Light had come on in the tube and from the hole as he had raised the lid. Below the hole was an irradiated plastic ladder inside a plastic framework. He let himself down, stopped, reached up, and pulled the cover down with the handle on its underside. It came down easily, restrained by a hydraulic mechanism from falling. Just before the lid closed, Caird saw the organic's feet. A hoarse voice said, "Stop in the name of the law!"
"Whose law?" Caird muttered.
His pursuers were organics, but they were also immers. There had not been time for them to go to a precinct station and withdraw charged-particle beam weapons. These two must have been in the neighborhood or close to it, and they must have been looking for him. They were lucky-unlucky for him-to be the nearest to Ruth Dinsdale when she had called in. They had brought out the illegal weapons, their own property, from a hidden place in the car, and they meant to use them.
Caird went down the ladder for thirty feet before stepping off onto the rubbery plastic walkway. It extended east and west as far as he could see, which was not more than a hundred feet either way. Whichever way he went, the lights would travel with him and darkness would follow and precede him.
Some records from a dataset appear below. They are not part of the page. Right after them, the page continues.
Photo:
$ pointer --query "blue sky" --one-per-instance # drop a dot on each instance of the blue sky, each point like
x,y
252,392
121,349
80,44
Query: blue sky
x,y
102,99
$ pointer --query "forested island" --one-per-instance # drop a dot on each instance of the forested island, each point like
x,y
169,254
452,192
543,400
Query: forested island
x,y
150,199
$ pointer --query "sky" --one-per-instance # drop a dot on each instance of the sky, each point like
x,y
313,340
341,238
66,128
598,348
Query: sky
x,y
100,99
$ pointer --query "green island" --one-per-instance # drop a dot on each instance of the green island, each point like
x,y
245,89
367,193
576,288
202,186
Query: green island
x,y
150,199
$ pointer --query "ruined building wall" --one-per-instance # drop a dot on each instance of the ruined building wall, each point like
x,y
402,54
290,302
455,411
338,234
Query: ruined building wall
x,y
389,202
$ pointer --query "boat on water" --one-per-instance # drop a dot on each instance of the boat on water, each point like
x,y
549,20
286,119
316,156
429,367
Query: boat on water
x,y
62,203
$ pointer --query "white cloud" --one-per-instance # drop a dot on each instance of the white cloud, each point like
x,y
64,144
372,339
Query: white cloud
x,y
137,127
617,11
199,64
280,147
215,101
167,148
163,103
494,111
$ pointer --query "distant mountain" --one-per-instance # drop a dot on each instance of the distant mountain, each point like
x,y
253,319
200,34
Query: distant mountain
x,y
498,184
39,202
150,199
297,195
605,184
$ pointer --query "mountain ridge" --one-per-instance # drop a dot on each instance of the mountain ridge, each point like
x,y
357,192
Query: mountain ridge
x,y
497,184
The walkway was bounded on one side by a thick plastic wall and on the other by a guardrail. Beyond it were two goods transportation belts, each fifteen feet wide. At the moment, they were not moving. Beyond them, against the wall, were two huge pipes. One was a water main; the other was for sewage.
Because he was both an organic and an immer, Caird had studied the systems. Every three hundred feet the rock wall bore tunnel and belt identification signs and diagrams of the local system. By each was a communication strip. These could also be used to monitor the tunnel. If the men after him took time to call in to an immer at the monitor control center, they could check with the monitor through the tunnel strips. The monitor could tell them exactly where their quarry was.
He did not know if the immers had anybody at the control center. He could not take the chance they might not have one. He had to get to a place where there were no monitors. Though he knew of such a place and was running toward it, he would encounter dangers there of which his pursuers would be only one.